S&P 500 price dynamics (January 2025 - April 2025) Source: TradingView.
Corporate earnings highlight resilience and risks
Earnings season delivered a mixed picture. Honeywell led industrial gains, jumping nearly 5% after raising its full-year profit outlook to $10.20–$10.50 per share. Royal Caribbean also surged 5.4% after strong quarterly results driven by record WAVE season bookings. Hims & Hers Health soared over 39% after securing a distribution agreement with Novo Nordisk for weight loss drug Wegovy.
On the downside, General Motors fell 2% despite beating earnings estimates, as it paused buybacks and withdrew its full-year outlook citing tariff risks. Pfizer edged higher after topping profit forecasts but warned about uncertainties tied to global trade tensions. Spotify and Regeneron posted disappointing results, slipping 5% and 7.5%, respectively, while Waste Management declined 2% after missing revenue expectations.

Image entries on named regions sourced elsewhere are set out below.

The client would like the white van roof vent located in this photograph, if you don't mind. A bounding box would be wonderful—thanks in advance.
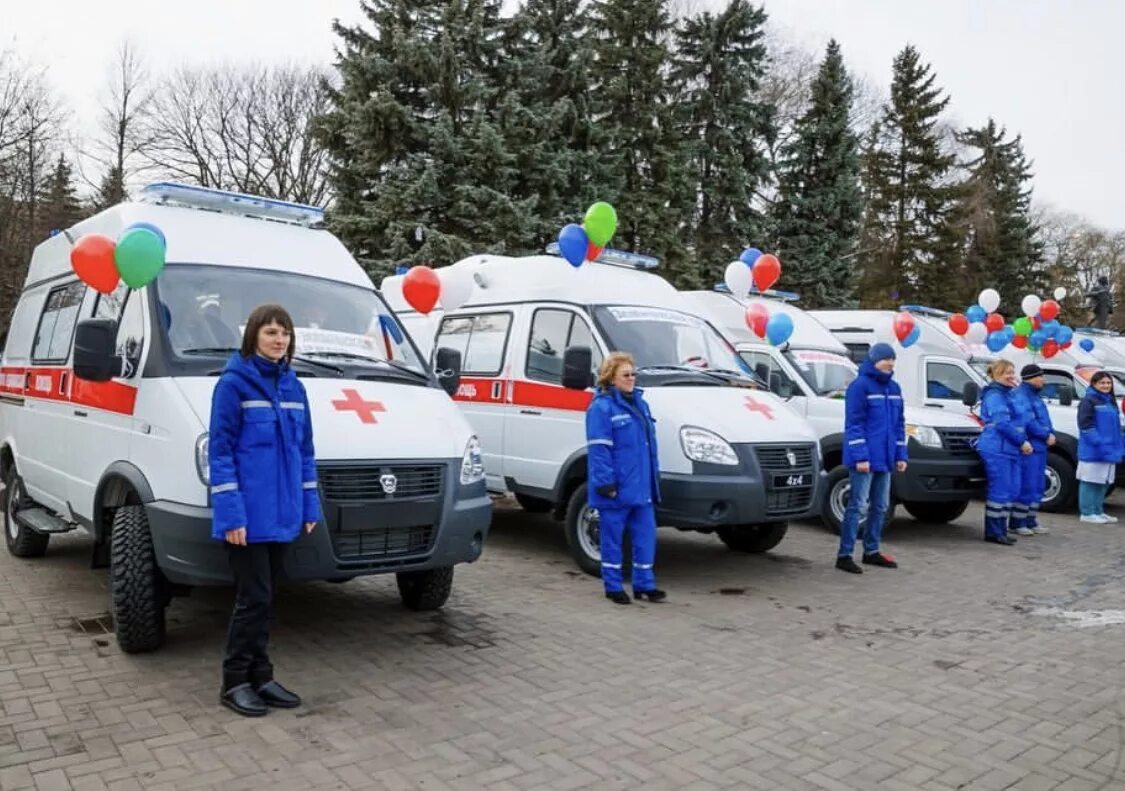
[140,181,324,227]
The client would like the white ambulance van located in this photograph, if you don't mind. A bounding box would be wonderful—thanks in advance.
[685,289,984,531]
[810,305,1125,511]
[383,251,821,575]
[0,183,492,651]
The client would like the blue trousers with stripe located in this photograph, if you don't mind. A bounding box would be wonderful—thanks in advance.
[981,453,1020,538]
[597,505,656,593]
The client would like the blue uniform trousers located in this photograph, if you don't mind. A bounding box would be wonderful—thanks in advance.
[597,505,656,593]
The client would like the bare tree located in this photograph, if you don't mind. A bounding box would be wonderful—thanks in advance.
[142,65,330,206]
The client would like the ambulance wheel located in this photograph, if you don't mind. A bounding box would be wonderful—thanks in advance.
[109,505,169,654]
[515,494,555,513]
[395,566,453,612]
[902,500,969,524]
[1040,453,1078,513]
[3,465,51,558]
[716,522,789,552]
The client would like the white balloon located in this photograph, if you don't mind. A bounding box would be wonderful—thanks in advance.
[965,324,988,343]
[977,288,1000,313]
[722,261,754,297]
[438,267,473,311]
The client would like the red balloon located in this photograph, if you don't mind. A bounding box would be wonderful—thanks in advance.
[894,311,915,343]
[403,267,441,314]
[752,253,781,291]
[746,303,770,338]
[71,238,122,294]
[950,313,969,335]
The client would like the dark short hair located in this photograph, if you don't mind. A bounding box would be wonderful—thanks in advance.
[241,305,297,362]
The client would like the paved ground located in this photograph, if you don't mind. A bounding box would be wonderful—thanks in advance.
[0,497,1125,791]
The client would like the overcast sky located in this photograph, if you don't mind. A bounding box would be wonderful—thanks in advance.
[0,0,1125,228]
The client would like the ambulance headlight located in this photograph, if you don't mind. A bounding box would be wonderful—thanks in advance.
[196,433,210,486]
[907,423,942,448]
[680,425,738,465]
[461,434,485,484]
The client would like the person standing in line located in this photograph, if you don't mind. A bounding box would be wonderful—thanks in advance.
[1078,371,1125,524]
[208,305,321,717]
[586,351,667,604]
[836,343,907,574]
[977,360,1032,546]
[1010,362,1055,536]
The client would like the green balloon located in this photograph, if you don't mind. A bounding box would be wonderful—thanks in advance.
[114,228,164,288]
[583,200,618,248]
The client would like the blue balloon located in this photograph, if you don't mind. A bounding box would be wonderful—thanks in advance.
[559,223,590,267]
[118,223,168,250]
[766,313,793,347]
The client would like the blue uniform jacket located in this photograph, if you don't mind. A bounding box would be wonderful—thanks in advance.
[844,360,907,473]
[1078,387,1125,464]
[977,381,1027,456]
[209,354,321,543]
[1011,381,1054,453]
[586,387,660,509]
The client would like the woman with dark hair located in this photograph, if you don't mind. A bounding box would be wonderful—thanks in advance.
[1077,371,1125,524]
[209,305,321,717]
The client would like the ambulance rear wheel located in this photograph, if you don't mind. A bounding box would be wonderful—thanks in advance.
[109,505,169,654]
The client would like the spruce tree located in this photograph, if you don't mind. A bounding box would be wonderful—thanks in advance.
[860,46,956,307]
[773,41,863,307]
[673,0,774,286]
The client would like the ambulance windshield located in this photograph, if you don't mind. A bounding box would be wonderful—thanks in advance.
[156,264,429,380]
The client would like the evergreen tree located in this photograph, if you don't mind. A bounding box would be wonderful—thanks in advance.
[860,46,956,307]
[773,41,863,307]
[674,0,774,286]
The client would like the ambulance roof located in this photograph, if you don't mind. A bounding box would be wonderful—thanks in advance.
[684,291,847,354]
[27,186,372,288]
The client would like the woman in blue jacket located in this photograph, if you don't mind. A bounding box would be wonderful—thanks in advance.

Focus turns to Big Tech and tariff developments
With Microsoft, Meta Platforms, Apple, and Amazon set to report this week, the market’s next major catalyst will come from the tech sector’s earnings performance. Given the heavy weighting of technology stocks in major indexes, their results could heavily influence the market’s direction. Meanwhile, traders remain cautious as political developments surrounding tariffs and trade policy have the potential to trigger sharp sentiment shifts.
As previously discussed in our recent S&P 500 technical analysis, the index was approaching major resistance levels near 5,565–5,570, and volatility was expected to increase around earnings and trade policy news. The market’s resilience so far aligns with the earlier projected consolidation phase, but traders should stay alert for quick swings as new data emerges.